Regarding the question of “is writing bad code immoral?” I heard a great story from one of my Computer Science professors at Texas Tech, Dr. Michael Gelfond, which is where I got the idea to write this post. During one of our lectures he posed the question and then told a story. A few decades ago when he was a programmer working for a software organization he ran into a nasty code bug. It took him several days to figure out that the previous developer had built a poorly constructed function that was causing the module that he was working on to break. After he told us the story he asked us again if writing bad code was immoral, most of the class answered that it wasn’t. But then he asked if we murder someone a few days before they were going to die, “is that immoral?” To which everyone answered with a unanimous ‘yes’. He finished his lecture by saying, “Well wasn’t it immoral that the last developer’s code stole two days away from my life?”

is writing bad code immoral

That story and question has stuck with me for years and now my answer to the question “is writing bad code immoral?” is a resounding “yes”! As developers, we should take pride in the work that we produce, not just for our clients’ or employers’ interests, but simply due to the fact that our goal should be to be true craftsmen in everything that we do. Coding is the closest thing we have to magic in this world and I feel honored to be able to work with it on a daily basis along with being able to teach others how to do the same. And with that in mind it should motivate us to have a clearly defined goal of being excellent at our craft.

is writing bad code immoral

One of my all time favorite baseball players was Joe DiMaggio and he had a great quote that I think is very applicable to developers. He said,

“There is always some kid who may be seeing me for the first time. I owe him my best.”

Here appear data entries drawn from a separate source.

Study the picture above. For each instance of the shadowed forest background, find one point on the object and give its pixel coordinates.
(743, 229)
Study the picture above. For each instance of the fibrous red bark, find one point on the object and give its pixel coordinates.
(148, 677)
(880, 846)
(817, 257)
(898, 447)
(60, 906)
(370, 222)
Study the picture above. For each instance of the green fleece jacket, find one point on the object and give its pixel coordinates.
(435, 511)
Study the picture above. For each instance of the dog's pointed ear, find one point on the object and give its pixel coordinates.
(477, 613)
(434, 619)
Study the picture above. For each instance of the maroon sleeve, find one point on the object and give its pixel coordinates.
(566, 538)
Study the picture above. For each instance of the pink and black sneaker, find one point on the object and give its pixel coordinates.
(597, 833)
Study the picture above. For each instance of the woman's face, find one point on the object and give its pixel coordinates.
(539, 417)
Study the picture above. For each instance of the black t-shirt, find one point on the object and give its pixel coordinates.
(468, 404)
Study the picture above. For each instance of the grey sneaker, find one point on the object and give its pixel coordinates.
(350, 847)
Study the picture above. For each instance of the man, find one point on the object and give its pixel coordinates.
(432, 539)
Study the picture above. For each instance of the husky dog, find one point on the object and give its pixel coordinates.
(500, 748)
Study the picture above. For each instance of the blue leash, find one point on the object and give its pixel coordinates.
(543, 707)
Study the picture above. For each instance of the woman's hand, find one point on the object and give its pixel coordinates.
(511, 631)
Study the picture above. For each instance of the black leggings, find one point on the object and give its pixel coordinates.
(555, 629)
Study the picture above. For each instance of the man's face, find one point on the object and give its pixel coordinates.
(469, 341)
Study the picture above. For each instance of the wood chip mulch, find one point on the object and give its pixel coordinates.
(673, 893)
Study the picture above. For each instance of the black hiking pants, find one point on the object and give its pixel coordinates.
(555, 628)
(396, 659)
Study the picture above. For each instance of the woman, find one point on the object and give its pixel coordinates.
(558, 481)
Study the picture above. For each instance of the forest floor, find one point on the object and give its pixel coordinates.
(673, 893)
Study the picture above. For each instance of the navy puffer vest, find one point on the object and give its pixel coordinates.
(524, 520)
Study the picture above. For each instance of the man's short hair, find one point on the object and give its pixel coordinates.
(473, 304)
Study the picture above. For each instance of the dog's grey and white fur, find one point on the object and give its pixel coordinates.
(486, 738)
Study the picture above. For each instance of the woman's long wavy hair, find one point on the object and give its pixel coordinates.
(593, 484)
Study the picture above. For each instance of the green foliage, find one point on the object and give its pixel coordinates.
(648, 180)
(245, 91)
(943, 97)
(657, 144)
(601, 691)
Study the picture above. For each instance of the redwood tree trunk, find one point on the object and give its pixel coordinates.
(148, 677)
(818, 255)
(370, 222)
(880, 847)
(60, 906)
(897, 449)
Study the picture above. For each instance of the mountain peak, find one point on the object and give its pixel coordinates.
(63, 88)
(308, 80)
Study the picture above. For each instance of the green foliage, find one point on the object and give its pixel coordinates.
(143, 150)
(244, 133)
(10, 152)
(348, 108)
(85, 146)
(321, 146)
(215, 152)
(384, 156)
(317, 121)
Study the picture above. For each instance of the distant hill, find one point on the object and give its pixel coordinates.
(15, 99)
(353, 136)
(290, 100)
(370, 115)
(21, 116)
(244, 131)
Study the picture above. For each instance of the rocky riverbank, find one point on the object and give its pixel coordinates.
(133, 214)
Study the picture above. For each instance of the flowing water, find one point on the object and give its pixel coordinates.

I try to apply this in all of the code projects that I do, it’s easy to fall into lazy habits, however I remind myself that someone might be looking at this project and it could be the first impression they have about me as a developer and if I took shortcuts, even if the application works, it could reflect badly on the work that I do.

This doesn’t mean that you can’t make mistakes, quite the opposite actually. I’m constantly striving to become a better developer and because of that I’m always trying to work on building features and projects that I haven’t created before, which naturally leads to mistakes during the learning process. However there is a clear distinction between mistakes that get made while you’re trying to build an ambitious feature compared with project bugs that pop up due to laziness and poorly written code.

is writing bad code immoral

How to Write Better Code

So if writing bad code is immoral, what can be do to combat it? Thankfully we have a nice set of tools and workflows that can be implemented. Here are a few of the ones that I’ve found to be the most effective:

  • TDD/BDD – Regardless of your thoughts on test or behavior driven development, there’s no denying that if it’s implemented properly it can lead to a well constructed codebase. TDD naturally leads to following best practices such as low coupling and small methods, and with its refactoring step I’m a huge fan of using it to ensure that an application is built the right way.
  • Continuous Integration – Assuming that you have a comprehensive automated test suite, continuous integration tools such as CodeShip or Travis will make sure that code will not be pushed to production until it’s passed the full test suite. I’ve had a number of times where CodeShip has blocked a bad deploy that would’ve taken down a site. Additionally it gives the development team a report on what needs to be fixed if a bad deploy is attempted.
  • Pair Programming – This is one of the most powerful tools you can use as a developer. If you’re not familiar with it, Pair Programming is the process where you and another developer both take turns working on a project at the same time, preferably in the same room and on the same computer. When one of you is coding, the other developer is watching and giving advice or warnings. Whenever I’m building a complex feature I will always use pair programming since it’s akin to working with two brains on the same feature.
  • Continuing Education – No matter how long you’ve been a developer, you’ll never reach a stage where the learning ends. Each day I try to learn something new, whether it’s from tutorials, books, or blog posts from other programmers.

I hope that this has been a thought provoking post and will help you on your journey towards becoming a code craftsman.